With the ball, they aim to flood forward in blurred mass of rapid runners exchanging one-touch passes and slicing through teams before they’ve had a chance to set themselves. Without the ball, they try to press the life out of opponents and force mistakes until they score the first goal, after which they’d want to adopt a more cautious defensive line and a more counter-attacking outlook.

It’s been ten years since Pep Guardiola introduced us to this way of attacking and around the same time since Jürgen Klopp pioneered gegenpressing as a very attacking defensive strategy. We fully understand what it is that Liverpool want to do, and yet almost every team is seemingly powerless to stop them. This is because as much as we understand what they want to do, it’s how they do it that makes them so good.
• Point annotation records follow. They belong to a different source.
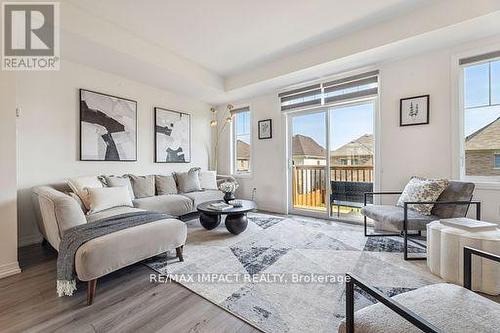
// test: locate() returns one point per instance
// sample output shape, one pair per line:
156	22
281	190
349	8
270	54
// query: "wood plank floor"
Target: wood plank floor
126	302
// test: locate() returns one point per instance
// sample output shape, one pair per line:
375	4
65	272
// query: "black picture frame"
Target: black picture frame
158	109
427	114
261	136
81	121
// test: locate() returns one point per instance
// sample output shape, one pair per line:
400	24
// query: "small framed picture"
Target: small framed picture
265	129
414	111
172	136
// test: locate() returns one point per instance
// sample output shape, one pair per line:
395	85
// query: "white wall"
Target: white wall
48	131
404	151
8	195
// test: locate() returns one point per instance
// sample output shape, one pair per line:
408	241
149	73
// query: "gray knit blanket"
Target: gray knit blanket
75	237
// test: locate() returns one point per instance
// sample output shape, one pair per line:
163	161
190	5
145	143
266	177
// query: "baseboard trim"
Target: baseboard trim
30	240
9	269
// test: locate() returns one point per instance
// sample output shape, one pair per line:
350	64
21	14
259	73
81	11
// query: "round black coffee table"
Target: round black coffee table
236	219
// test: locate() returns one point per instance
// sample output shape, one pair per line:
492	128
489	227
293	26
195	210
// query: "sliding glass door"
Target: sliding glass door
331	159
308	161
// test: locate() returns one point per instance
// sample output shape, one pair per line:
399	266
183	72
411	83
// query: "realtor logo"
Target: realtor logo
30	38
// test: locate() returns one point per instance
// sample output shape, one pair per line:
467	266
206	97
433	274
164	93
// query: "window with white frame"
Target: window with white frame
242	140
481	104
497	161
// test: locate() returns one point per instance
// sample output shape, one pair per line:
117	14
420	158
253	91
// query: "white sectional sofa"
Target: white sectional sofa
57	210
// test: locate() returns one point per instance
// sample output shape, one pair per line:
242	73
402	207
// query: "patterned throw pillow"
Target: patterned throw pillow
422	189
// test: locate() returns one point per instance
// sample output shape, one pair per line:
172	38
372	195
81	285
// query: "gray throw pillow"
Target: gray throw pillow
143	186
117	181
165	185
188	181
422	189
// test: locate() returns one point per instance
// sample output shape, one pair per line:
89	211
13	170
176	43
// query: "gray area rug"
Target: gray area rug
269	274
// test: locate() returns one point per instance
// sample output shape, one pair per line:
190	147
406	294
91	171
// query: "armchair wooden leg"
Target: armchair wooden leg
91	287
179	253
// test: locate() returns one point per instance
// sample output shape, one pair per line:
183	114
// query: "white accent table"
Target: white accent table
445	252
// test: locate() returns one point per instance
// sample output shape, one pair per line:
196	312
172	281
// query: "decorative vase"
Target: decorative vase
228	196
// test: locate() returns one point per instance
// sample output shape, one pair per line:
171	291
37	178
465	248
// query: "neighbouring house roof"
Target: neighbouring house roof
486	138
306	146
360	146
243	150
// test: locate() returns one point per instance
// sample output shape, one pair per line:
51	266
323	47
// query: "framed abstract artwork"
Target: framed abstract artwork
172	136
108	127
414	110
265	129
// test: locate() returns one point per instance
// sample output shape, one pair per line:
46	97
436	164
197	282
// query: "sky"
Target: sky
351	122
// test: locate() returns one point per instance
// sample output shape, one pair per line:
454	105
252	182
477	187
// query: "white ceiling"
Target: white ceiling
230	36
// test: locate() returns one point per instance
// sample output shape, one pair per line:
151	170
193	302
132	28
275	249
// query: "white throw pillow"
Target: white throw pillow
422	189
79	186
208	180
108	197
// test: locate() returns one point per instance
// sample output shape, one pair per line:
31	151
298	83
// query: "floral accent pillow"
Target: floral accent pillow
422	189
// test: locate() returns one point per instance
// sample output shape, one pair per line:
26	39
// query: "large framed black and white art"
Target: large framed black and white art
172	136
108	127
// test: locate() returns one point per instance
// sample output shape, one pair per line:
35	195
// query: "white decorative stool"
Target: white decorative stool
445	255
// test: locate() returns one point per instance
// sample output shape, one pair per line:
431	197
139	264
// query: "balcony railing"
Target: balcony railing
309	182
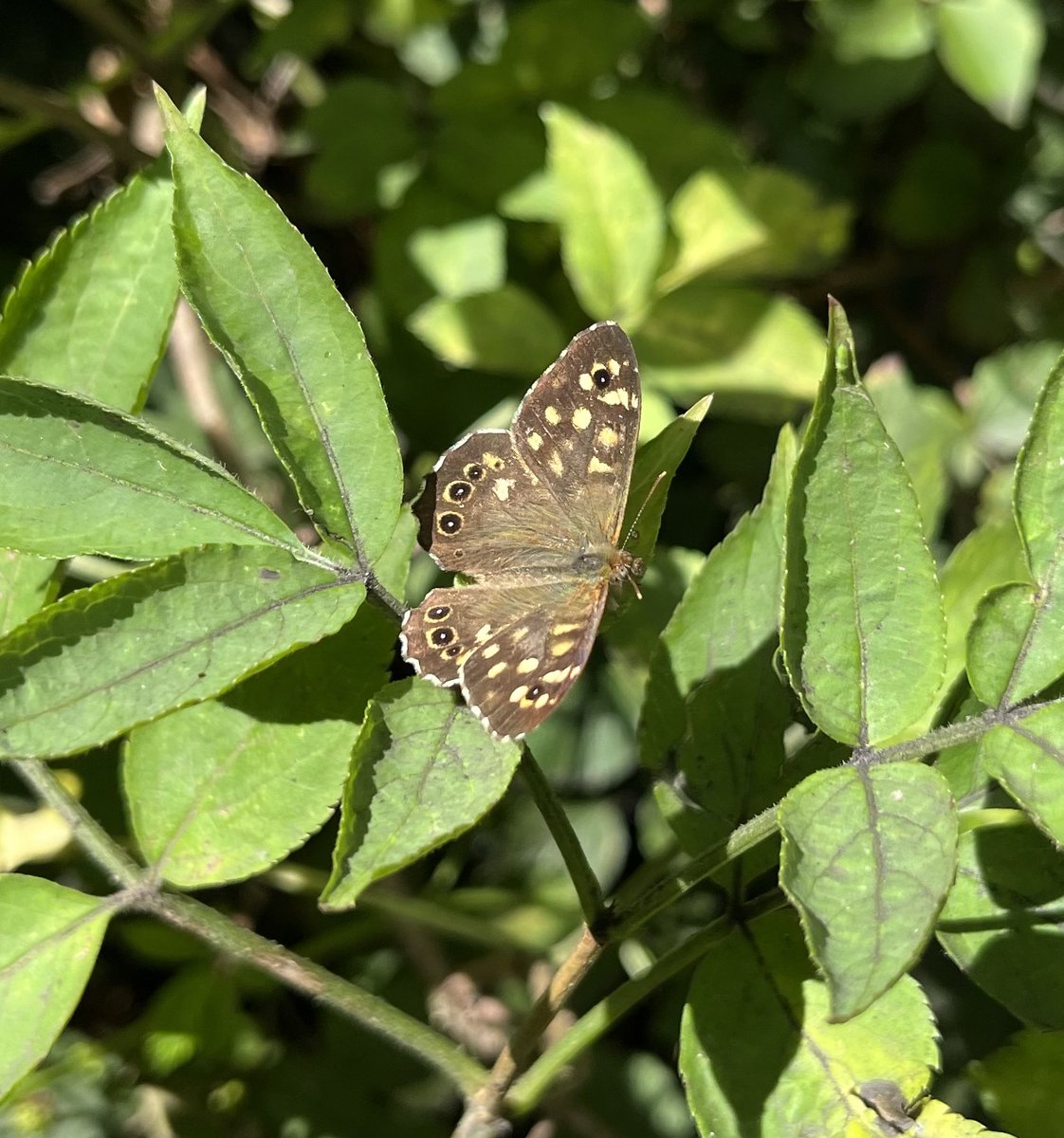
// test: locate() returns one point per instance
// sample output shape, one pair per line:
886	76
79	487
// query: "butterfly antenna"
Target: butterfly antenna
635	521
In short: intensity. As stated above, there’s nothing revolutionary about their way of playing. It’s the fact that they play at 110% for the full 90 minutes that sets them apart. And that’s not to say simply that they have staying power — although they do — it really is that they’re as fresh and focused in the 90th minute as they were in the 1st. More than one opposition player has talked about being blown away by Liverpool’s unmatched physical and mental capacity, and if Chelsea go into this game ready to make the kinds of braindead defensive errors that have characterised the Blues without the ball this season, they’ll lose and lose miserably.
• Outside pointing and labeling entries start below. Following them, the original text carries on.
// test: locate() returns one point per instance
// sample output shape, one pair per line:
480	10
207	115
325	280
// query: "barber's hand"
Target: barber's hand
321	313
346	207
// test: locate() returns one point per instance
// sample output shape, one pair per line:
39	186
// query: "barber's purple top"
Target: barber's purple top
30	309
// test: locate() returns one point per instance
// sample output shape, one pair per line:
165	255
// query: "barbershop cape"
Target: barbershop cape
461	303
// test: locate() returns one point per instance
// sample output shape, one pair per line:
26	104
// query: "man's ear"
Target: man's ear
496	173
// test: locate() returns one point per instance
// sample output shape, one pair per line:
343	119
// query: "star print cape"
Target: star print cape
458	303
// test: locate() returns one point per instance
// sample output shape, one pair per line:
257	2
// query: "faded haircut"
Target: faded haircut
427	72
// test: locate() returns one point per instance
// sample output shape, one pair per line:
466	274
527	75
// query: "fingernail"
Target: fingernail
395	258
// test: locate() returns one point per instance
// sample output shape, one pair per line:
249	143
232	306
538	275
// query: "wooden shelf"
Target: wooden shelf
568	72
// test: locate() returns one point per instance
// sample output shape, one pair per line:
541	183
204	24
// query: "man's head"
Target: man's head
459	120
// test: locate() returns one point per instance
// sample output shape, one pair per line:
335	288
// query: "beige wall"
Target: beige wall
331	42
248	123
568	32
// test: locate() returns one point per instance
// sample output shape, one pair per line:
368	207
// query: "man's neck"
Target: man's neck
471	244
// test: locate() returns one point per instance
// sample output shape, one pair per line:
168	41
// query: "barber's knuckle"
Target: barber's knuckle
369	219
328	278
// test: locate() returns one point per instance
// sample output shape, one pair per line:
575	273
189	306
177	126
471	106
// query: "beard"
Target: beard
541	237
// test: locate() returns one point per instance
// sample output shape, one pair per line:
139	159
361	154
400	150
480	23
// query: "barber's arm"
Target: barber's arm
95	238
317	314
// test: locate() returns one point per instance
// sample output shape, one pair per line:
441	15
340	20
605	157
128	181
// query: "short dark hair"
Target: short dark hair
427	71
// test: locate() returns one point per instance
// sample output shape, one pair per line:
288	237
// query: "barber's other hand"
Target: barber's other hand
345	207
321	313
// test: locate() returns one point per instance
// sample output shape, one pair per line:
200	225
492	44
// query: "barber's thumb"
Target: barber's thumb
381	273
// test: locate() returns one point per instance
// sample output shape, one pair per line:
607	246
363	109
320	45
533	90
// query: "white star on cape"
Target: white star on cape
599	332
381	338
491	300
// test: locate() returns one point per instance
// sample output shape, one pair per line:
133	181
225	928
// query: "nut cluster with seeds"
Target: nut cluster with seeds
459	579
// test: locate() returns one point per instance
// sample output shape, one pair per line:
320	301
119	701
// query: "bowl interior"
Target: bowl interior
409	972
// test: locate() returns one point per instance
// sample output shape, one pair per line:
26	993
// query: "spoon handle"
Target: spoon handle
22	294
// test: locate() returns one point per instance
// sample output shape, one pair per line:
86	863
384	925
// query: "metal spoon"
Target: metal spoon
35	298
They’d still be an amazing team even if they played at 95 per cent. Mo Salah may have flopped at Stamford Bridge but he’s now unquestionably one of the world’s best forwards; Sadio Mané keeps getting better and better; Roberto Firmino has really white teeth is earning comparisons with Eric Cantona and Dennis Bergkamp. Anchorman Fabinho may be the most underrated player in the Premier League. Virgil van Dijk is obviously its best centre-back, and very probably the best anywhere right now.

While it’s a bit early in the season to be wheeling statistics out — the sample sizes are simply too small to be worth anything — rest assured that the Reds already rank highly in just about every metric that could be used here to express the scale of their domination over their opponents so far this season.
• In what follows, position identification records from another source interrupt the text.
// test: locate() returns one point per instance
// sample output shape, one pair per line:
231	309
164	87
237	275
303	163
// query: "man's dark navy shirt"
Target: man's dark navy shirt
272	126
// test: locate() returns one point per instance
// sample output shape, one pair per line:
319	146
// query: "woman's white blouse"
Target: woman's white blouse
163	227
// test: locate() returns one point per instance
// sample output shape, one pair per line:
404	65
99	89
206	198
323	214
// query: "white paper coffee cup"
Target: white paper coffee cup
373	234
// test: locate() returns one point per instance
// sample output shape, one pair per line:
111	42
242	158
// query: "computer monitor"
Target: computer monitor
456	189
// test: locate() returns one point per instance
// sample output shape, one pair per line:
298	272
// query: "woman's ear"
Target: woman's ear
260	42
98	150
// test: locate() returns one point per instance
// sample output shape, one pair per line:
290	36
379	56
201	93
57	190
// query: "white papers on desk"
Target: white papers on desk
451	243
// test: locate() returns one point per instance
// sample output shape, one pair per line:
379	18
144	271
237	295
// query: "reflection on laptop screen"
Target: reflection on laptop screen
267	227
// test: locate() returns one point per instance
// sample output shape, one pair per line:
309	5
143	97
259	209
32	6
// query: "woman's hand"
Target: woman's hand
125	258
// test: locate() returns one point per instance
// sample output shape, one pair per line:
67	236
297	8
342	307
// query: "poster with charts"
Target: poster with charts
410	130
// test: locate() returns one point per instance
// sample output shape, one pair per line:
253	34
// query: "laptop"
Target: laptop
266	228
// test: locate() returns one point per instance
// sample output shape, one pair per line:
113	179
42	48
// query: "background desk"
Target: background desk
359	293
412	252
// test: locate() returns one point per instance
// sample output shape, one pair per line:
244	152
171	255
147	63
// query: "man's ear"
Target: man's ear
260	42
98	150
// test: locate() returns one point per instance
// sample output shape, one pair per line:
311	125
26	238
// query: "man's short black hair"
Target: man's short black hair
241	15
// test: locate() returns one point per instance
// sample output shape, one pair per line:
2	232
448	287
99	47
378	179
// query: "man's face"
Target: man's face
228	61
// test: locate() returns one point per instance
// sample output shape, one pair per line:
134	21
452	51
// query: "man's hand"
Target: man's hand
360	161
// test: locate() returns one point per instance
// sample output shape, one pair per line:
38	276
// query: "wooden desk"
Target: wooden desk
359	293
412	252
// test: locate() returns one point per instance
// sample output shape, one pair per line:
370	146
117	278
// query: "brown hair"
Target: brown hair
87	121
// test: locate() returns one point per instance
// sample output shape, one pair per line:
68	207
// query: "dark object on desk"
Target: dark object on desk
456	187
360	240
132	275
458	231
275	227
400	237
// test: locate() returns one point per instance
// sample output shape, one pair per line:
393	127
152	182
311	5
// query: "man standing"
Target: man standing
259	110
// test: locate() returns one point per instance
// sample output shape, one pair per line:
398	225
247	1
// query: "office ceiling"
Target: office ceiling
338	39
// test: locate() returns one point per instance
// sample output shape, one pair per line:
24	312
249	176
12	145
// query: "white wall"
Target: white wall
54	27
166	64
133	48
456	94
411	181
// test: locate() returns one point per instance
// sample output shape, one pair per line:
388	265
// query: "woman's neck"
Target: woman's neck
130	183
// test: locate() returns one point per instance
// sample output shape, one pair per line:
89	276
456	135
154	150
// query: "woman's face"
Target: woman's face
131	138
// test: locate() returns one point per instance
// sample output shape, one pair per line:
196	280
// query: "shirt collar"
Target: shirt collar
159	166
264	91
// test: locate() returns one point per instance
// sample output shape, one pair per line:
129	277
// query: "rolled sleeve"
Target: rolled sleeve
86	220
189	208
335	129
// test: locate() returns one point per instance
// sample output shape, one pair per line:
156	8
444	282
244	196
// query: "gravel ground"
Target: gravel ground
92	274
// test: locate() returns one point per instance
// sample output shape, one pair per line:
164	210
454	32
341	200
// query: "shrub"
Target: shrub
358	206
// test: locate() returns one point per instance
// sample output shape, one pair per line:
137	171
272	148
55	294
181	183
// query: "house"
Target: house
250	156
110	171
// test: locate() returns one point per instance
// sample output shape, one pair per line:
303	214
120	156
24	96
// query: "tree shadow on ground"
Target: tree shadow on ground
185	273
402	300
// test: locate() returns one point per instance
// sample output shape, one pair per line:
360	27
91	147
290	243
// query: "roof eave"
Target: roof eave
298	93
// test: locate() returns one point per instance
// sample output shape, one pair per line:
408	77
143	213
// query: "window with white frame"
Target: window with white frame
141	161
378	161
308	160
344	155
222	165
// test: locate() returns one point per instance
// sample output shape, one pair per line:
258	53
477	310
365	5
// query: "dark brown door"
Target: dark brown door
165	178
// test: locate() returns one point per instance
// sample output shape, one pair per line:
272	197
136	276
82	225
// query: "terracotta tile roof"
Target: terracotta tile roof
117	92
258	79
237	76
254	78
The world-class Alisson is out injured and his replacement Adrián is merely very good.

They haven’t won the league since 1990.

Steven Gerrard fell over that one time.

That’s all I’ve got.

Expected XIs

After difficult, somewhat traumatic European defeats during the week, it could be that both Klopp and Frank Lampard decide to make sweeping changes to their starting line-ups. In a game of such importance, however, we should expect more conservative, cautious — read “familiar” — starting elevens on both sides.

Frank Lampard would love to have N’Golo Kanté back and Mason Mount available, but this could come too soon for them. Antonio Rüdiger will surely play after missing the Valencia game. (Ed.note: Rüdiger has unfortunately failed to recover in time.)


Neither defence has been at its best so far and both attacks have been on fire. Neither team will be too fussed by a loss, but neither team will be too disappointed with a draw either. This has all the makings of a high-class but ultimately underwhelming early season 0-0.